Hi, I am trying to compute Hessian matrix by calling twice autograd.grad() on a variable.
It works fine in a toy example:
a = torch.FloatTensor()
b = torch.FloatTensor()
a, b = Variable(a, requires_grad=True), Variable(b, requires_grad=True)
c = a + 3 * b**2
c = c.sum()
grad_b = torch.autograd.grad(c, b, create_graph=True)
grad2_b = torch.autograd.grad(grad_b, b, create_graph=True)
[torch.FloatTensor of size 1]
But here is the question, I want to compute the Hessian of a network,
so I define a function:
def calculate_hessian(loss, model):
var = model.parameters()
temp = 
grads = torch.autograd.grad(loss, var, create_graph=True)

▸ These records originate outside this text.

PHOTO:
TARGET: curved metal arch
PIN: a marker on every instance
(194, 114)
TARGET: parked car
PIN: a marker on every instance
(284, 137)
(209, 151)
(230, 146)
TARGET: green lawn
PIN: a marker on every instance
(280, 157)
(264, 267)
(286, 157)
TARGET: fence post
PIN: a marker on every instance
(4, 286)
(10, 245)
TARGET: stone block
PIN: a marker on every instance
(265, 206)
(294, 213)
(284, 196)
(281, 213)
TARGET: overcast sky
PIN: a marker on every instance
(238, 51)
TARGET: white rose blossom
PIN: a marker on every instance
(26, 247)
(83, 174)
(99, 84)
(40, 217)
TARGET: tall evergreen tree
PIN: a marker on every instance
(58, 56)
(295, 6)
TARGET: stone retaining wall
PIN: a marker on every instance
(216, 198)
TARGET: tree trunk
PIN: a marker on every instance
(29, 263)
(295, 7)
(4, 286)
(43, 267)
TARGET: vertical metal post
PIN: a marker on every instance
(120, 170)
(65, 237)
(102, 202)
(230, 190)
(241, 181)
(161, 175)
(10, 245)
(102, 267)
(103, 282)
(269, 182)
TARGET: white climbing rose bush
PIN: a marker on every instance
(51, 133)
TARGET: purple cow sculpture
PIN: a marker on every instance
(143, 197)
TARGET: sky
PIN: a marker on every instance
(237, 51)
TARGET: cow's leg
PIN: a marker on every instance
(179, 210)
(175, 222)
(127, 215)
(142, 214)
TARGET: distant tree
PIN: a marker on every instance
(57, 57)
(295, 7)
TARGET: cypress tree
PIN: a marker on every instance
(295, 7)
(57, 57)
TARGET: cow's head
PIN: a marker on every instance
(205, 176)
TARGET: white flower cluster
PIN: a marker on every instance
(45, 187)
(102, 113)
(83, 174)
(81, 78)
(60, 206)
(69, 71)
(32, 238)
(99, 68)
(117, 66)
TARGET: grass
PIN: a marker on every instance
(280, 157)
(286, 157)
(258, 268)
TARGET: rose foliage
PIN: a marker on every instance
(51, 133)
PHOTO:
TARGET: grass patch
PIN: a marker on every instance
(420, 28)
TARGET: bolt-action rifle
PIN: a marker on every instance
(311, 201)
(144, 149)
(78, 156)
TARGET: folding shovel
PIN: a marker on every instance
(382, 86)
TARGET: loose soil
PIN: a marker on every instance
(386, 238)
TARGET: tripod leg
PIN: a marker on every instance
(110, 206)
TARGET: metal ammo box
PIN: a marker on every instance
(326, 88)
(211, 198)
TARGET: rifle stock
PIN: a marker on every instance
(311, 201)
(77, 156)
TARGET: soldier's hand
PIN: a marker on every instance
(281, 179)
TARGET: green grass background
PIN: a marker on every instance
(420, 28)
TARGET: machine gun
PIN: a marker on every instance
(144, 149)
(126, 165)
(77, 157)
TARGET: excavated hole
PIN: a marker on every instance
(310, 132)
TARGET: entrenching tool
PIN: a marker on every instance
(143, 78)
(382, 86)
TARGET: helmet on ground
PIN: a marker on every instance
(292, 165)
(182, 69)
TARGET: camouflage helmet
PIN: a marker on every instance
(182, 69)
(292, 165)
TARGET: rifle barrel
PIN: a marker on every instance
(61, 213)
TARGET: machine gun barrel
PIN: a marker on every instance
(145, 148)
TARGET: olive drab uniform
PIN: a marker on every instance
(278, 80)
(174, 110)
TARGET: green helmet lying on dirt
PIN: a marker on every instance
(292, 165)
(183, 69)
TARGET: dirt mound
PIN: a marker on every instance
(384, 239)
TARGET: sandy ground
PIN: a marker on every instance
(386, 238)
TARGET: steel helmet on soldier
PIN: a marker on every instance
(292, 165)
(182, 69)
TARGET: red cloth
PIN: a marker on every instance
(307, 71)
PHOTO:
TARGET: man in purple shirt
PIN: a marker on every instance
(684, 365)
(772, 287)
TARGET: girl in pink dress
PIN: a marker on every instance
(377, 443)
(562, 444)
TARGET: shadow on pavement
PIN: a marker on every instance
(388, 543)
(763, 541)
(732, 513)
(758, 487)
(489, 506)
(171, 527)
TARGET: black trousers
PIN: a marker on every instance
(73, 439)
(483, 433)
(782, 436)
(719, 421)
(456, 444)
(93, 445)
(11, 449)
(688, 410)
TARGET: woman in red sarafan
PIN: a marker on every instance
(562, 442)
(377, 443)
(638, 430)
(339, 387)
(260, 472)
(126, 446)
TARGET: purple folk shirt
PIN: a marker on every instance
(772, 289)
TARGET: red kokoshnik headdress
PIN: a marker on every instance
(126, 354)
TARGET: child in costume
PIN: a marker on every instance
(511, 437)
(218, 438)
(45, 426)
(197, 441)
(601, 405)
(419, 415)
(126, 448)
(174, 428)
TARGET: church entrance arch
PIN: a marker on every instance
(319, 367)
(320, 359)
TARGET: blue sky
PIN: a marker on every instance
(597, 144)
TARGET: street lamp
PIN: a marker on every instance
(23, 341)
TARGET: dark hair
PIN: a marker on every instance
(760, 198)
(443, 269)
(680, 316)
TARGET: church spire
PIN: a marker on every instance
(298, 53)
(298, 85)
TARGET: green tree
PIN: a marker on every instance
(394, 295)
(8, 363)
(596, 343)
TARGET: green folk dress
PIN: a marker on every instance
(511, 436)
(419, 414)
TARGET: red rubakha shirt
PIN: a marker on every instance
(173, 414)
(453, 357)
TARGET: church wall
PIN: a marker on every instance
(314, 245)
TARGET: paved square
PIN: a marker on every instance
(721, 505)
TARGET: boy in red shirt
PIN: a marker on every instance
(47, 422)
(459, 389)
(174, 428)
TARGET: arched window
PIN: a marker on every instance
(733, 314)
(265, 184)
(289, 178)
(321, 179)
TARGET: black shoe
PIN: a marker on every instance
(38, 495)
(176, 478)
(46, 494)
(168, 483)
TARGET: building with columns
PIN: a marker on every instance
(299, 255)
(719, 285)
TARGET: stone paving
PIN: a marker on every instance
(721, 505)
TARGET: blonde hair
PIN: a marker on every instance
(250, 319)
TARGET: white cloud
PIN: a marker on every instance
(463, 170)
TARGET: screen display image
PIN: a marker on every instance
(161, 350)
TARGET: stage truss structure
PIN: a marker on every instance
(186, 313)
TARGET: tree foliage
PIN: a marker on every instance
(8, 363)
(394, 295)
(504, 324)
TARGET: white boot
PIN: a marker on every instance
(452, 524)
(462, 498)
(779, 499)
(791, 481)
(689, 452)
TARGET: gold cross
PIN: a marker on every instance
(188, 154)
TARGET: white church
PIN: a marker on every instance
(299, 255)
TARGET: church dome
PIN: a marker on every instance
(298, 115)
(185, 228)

grads = torch.cat([g.view(-1) for g in grads])
for grad in grads:
grad2 = torch.autograd.grad(grad, var, create_graph=True)
It returns an empty list . Seems like the gradient of grad cannot be computed.
g is an individual gradient, but x is a vector of weights.
Is that intended? Don’t you want to calculate individual second order gradients for each individual weight?
However, if I add x = torch.reshape(x, [-1]) line I get
> g2 = torch.autograd.grad(g, x, retain_graph=True)
> RuntimeError: One of the differentiated Tensors appears to not have been used in the graph. Set allow_unused=True if this is the desired behavior.
Anyone knows what this means?
EDIT: Oh I see that you pick g2[count] afterwards to get the diagonal of the hessian, but I’m still confused why I can’t calculate a gradient of a scalar in respect to a scalar.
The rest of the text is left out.